てんつるさんによる心霊にまつわる怖い話の投稿です

脳裏に焼き付く「何か」
長編 2021/10/27 12:27 2,039view

でも後ろを振り返れない。

恐怖だけがどんどんと加速して行き、手を洗っている時間がまるでフリーズしたように永遠に感じられました。

夫ではないその「何か」は何故かは分かりませんが私の脳裏にはっきり映っているのです。

長い髪をした女。

顔は分かりません。

その女がずっとこちらに向いて後ろに立っている。

怖くて怖くてたまりませんでした。

意を決して走り出し、急いで夫がいる寝室のベッドに戻り夫を起こしました。

「どうしたの?」とびっくりする夫、私は怖さのあまり、身体が震えて泣いていました。

「怖い!とにかく怖い!変なのがいたの!」

と、夫からしたら何を言っているんだ?と思われたでしょうが、その「何か」を説明するのも怖くてそれ以上は話ができませんでした。

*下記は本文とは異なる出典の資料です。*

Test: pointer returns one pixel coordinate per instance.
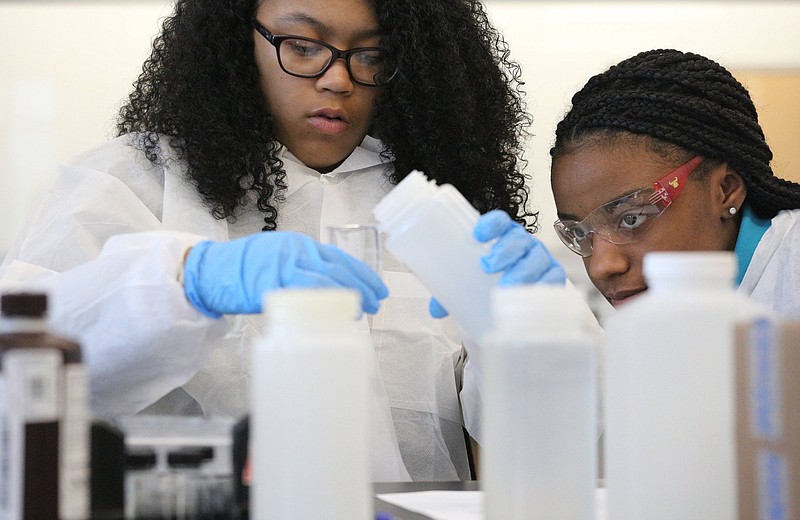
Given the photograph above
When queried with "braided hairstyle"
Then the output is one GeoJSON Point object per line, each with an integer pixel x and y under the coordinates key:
{"type": "Point", "coordinates": [686, 100]}
{"type": "Point", "coordinates": [454, 110]}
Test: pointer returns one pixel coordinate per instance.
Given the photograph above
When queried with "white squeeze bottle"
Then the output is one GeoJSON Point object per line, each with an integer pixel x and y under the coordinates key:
{"type": "Point", "coordinates": [539, 439]}
{"type": "Point", "coordinates": [429, 228]}
{"type": "Point", "coordinates": [670, 449]}
{"type": "Point", "coordinates": [309, 435]}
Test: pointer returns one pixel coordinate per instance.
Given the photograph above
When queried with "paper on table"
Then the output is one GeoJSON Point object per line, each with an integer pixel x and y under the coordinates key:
{"type": "Point", "coordinates": [460, 505]}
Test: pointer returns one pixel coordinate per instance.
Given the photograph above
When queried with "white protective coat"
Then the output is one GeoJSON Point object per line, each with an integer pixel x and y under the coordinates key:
{"type": "Point", "coordinates": [107, 241]}
{"type": "Point", "coordinates": [773, 276]}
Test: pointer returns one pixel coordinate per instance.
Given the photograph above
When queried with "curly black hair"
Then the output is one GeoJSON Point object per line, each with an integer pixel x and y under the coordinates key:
{"type": "Point", "coordinates": [688, 101]}
{"type": "Point", "coordinates": [455, 110]}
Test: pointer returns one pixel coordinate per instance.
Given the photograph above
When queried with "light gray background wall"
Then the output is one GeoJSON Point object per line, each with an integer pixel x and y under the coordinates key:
{"type": "Point", "coordinates": [66, 65]}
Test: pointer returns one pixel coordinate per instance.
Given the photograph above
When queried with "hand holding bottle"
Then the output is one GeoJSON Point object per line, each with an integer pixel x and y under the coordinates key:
{"type": "Point", "coordinates": [521, 257]}
{"type": "Point", "coordinates": [231, 277]}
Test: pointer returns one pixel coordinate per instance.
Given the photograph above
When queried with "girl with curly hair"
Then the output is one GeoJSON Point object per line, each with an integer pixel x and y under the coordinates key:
{"type": "Point", "coordinates": [254, 125]}
{"type": "Point", "coordinates": [664, 151]}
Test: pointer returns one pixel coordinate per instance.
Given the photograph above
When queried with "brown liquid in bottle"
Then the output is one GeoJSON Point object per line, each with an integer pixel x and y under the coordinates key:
{"type": "Point", "coordinates": [43, 417]}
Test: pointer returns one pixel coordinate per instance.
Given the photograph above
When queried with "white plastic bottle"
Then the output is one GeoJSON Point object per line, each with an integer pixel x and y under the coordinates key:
{"type": "Point", "coordinates": [539, 444]}
{"type": "Point", "coordinates": [308, 434]}
{"type": "Point", "coordinates": [669, 392]}
{"type": "Point", "coordinates": [429, 228]}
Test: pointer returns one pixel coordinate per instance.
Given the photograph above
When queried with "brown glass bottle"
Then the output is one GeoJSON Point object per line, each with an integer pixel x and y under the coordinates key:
{"type": "Point", "coordinates": [44, 420]}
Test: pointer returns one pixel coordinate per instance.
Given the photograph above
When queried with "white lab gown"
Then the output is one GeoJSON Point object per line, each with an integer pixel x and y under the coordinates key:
{"type": "Point", "coordinates": [773, 276]}
{"type": "Point", "coordinates": [107, 242]}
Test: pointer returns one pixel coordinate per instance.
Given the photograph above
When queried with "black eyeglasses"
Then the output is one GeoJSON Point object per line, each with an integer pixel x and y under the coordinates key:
{"type": "Point", "coordinates": [310, 58]}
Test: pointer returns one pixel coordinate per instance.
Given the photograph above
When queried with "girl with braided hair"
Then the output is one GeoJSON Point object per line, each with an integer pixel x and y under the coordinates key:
{"type": "Point", "coordinates": [673, 129]}
{"type": "Point", "coordinates": [254, 125]}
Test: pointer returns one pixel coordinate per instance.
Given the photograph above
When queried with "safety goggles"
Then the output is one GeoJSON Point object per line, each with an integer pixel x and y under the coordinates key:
{"type": "Point", "coordinates": [625, 219]}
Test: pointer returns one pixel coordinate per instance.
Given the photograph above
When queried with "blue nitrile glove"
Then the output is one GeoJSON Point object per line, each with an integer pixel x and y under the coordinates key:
{"type": "Point", "coordinates": [520, 256]}
{"type": "Point", "coordinates": [231, 277]}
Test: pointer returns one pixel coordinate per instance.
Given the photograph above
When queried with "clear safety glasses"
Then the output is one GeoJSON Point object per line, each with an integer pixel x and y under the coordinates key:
{"type": "Point", "coordinates": [309, 58]}
{"type": "Point", "coordinates": [625, 219]}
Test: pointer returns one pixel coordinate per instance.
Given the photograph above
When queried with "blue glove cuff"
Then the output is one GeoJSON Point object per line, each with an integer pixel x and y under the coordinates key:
{"type": "Point", "coordinates": [191, 275]}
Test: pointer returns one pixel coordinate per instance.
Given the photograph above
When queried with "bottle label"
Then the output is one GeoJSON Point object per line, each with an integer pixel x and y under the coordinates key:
{"type": "Point", "coordinates": [43, 437]}
{"type": "Point", "coordinates": [29, 418]}
{"type": "Point", "coordinates": [74, 437]}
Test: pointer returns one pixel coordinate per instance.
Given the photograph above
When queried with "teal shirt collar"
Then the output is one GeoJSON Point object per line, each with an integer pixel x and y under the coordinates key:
{"type": "Point", "coordinates": [751, 230]}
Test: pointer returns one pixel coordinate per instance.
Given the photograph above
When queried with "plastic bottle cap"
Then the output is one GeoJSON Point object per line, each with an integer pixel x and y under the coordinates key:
{"type": "Point", "coordinates": [320, 304]}
{"type": "Point", "coordinates": [24, 304]}
{"type": "Point", "coordinates": [720, 265]}
{"type": "Point", "coordinates": [393, 208]}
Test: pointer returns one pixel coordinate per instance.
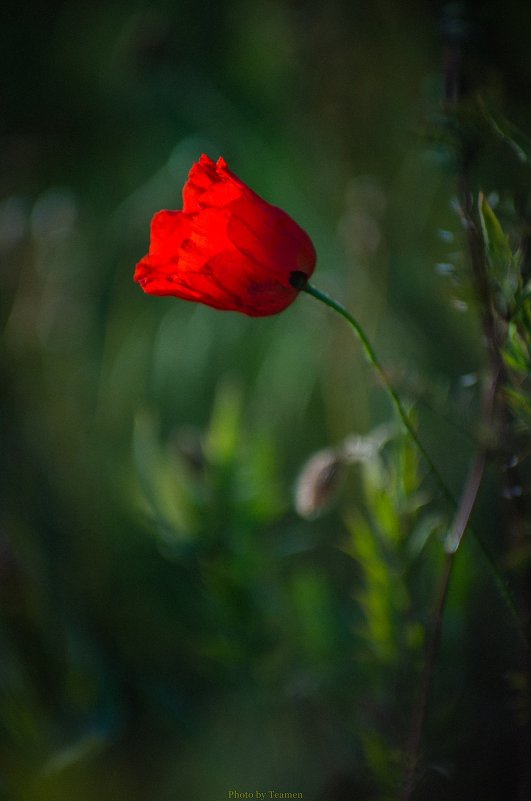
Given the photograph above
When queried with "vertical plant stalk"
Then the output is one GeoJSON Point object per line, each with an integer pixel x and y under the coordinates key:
{"type": "Point", "coordinates": [453, 541]}
{"type": "Point", "coordinates": [462, 516]}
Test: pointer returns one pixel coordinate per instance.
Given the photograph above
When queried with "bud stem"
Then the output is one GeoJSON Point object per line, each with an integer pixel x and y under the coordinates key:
{"type": "Point", "coordinates": [375, 362]}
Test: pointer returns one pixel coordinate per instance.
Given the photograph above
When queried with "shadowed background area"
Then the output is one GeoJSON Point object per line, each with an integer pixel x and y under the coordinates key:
{"type": "Point", "coordinates": [170, 627]}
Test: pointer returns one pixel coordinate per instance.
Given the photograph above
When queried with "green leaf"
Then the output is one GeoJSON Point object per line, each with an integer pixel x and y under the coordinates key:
{"type": "Point", "coordinates": [497, 246]}
{"type": "Point", "coordinates": [517, 141]}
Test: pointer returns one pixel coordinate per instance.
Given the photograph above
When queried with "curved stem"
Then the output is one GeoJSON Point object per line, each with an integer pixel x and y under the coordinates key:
{"type": "Point", "coordinates": [460, 523]}
{"type": "Point", "coordinates": [391, 391]}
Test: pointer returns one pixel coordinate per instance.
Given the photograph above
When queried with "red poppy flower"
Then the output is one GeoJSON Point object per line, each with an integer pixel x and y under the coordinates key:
{"type": "Point", "coordinates": [227, 248]}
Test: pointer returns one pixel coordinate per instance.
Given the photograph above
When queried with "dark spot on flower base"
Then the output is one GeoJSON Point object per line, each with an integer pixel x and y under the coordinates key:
{"type": "Point", "coordinates": [298, 279]}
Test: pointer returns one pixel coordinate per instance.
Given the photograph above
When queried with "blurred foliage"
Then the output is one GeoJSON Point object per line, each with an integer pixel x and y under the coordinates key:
{"type": "Point", "coordinates": [170, 627]}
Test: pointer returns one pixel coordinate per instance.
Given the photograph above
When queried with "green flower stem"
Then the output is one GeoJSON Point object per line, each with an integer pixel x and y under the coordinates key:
{"type": "Point", "coordinates": [391, 391]}
{"type": "Point", "coordinates": [462, 519]}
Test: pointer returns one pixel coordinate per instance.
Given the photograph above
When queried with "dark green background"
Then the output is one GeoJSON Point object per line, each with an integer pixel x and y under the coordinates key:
{"type": "Point", "coordinates": [170, 628]}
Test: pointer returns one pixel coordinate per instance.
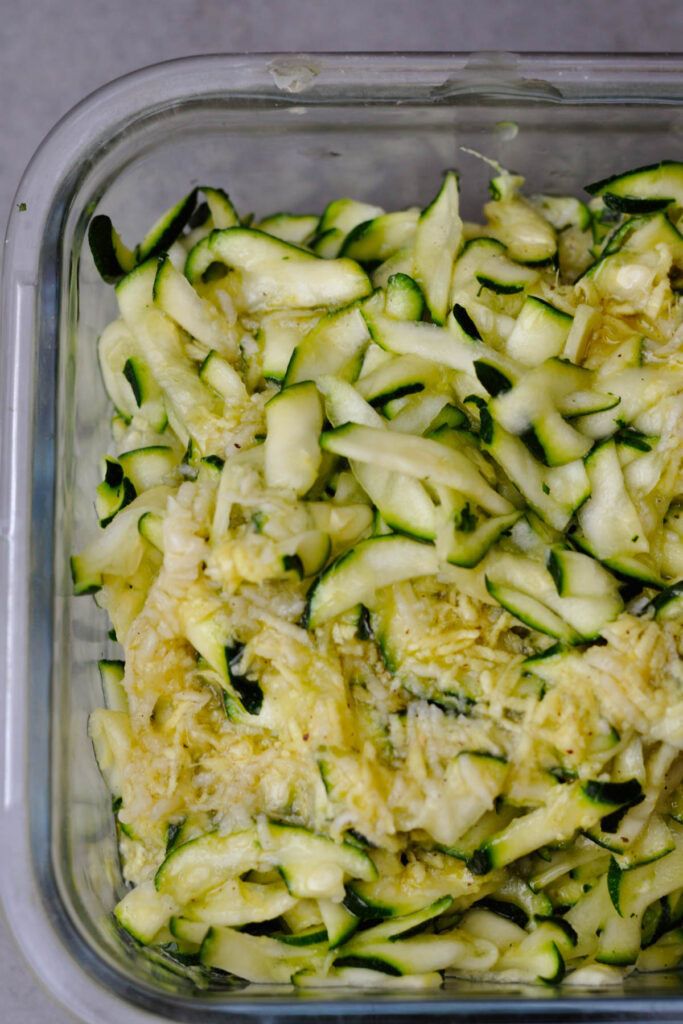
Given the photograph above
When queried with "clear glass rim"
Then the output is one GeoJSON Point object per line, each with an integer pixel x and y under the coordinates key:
{"type": "Point", "coordinates": [287, 79]}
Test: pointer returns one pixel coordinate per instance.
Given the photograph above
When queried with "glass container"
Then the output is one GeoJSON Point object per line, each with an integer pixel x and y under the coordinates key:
{"type": "Point", "coordinates": [280, 132]}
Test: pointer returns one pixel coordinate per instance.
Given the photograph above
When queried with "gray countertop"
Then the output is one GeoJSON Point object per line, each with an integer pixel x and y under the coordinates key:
{"type": "Point", "coordinates": [52, 54]}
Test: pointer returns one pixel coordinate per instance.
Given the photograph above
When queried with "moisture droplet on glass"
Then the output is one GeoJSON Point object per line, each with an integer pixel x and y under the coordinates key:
{"type": "Point", "coordinates": [506, 130]}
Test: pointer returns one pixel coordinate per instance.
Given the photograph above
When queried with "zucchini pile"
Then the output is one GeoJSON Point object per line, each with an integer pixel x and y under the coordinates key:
{"type": "Point", "coordinates": [391, 544]}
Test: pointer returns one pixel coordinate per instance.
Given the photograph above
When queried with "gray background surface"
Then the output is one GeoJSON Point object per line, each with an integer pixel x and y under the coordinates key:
{"type": "Point", "coordinates": [53, 52]}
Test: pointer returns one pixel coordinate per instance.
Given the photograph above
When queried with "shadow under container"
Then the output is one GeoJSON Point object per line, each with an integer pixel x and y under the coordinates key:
{"type": "Point", "coordinates": [281, 132]}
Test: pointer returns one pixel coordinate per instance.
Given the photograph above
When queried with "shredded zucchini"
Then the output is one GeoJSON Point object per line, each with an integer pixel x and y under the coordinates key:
{"type": "Point", "coordinates": [395, 576]}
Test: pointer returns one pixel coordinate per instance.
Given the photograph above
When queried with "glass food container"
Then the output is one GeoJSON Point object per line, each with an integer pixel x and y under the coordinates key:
{"type": "Point", "coordinates": [280, 132]}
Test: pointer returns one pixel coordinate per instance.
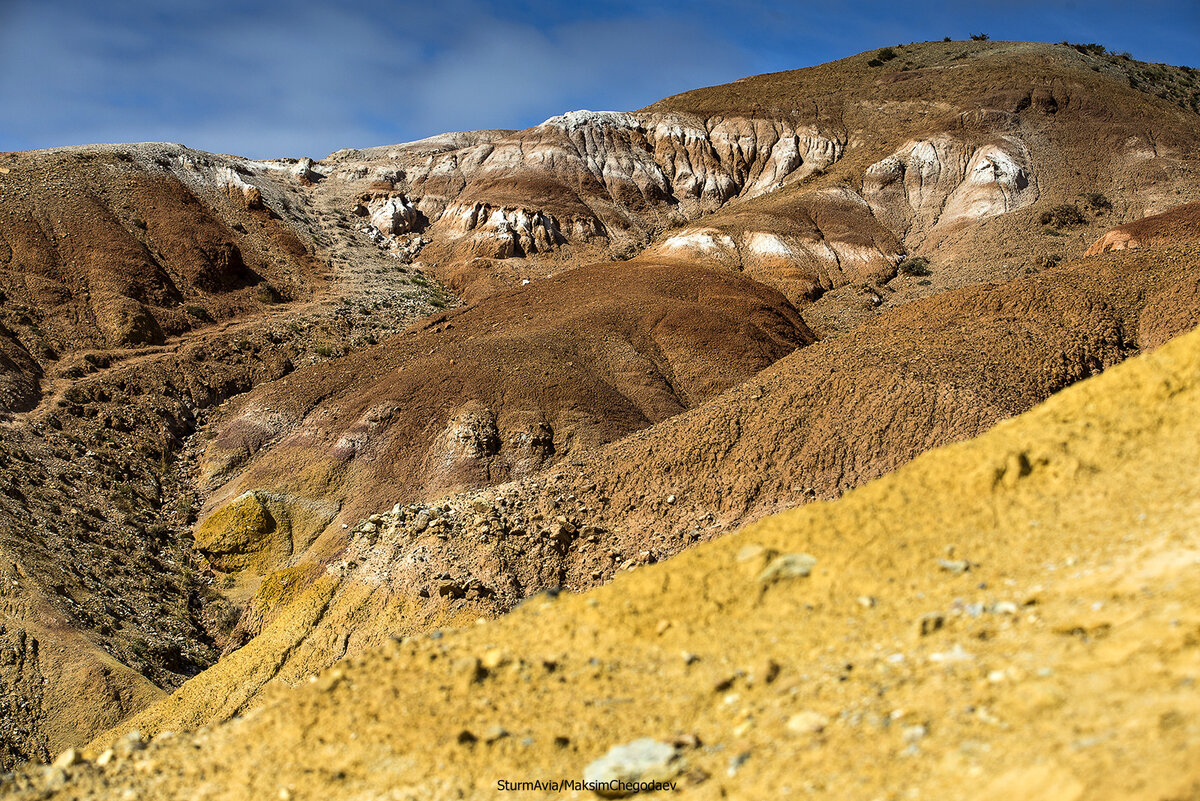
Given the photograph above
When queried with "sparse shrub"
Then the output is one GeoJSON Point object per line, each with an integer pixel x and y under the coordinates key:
{"type": "Point", "coordinates": [198, 312]}
{"type": "Point", "coordinates": [916, 265]}
{"type": "Point", "coordinates": [265, 294]}
{"type": "Point", "coordinates": [1062, 216]}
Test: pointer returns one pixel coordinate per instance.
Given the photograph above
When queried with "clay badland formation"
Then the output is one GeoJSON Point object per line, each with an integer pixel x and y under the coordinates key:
{"type": "Point", "coordinates": [279, 433]}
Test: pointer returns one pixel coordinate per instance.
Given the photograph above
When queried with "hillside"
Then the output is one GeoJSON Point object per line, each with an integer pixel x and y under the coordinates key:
{"type": "Point", "coordinates": [1020, 616]}
{"type": "Point", "coordinates": [261, 416]}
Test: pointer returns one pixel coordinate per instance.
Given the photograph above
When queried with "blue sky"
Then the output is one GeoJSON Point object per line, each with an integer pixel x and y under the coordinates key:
{"type": "Point", "coordinates": [304, 78]}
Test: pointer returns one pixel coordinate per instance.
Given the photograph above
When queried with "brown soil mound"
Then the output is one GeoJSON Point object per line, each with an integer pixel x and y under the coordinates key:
{"type": "Point", "coordinates": [1006, 618]}
{"type": "Point", "coordinates": [499, 390]}
{"type": "Point", "coordinates": [118, 246]}
{"type": "Point", "coordinates": [1176, 226]}
{"type": "Point", "coordinates": [828, 417]}
{"type": "Point", "coordinates": [952, 151]}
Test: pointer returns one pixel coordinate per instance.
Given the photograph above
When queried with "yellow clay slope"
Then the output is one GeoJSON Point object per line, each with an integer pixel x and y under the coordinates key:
{"type": "Point", "coordinates": [1009, 618]}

しばらく夫が起きてなだめてくれたので、次第に安心感も戻ってきて、私は再度眠りにつくことができました。

あの「何か」は一体何だったのかは今でも分かりません。

そしてどうして震えて泣くほど怖かったのか、自分でも分かりません。

人間、本当に恐怖だと震えて泣くものなのか、というのも初めて経験しました。

それ以来、不思議な体験や怖い体験をすることはなかったのですが、「原因はこれなのでは?」ということがひとつ思い浮かびます。

私たち夫婦が引っ越したこの物件の真隣が納骨堂だったのです。

そして寝室にしていた部屋の窓を開けるとすぐ納骨堂が見えます。

私も夫も特に霊感がないので、引っ越し先の真隣が納骨堂でも全く気にしていなかったのですが、後々考えると立地の問題だったようにも思えます。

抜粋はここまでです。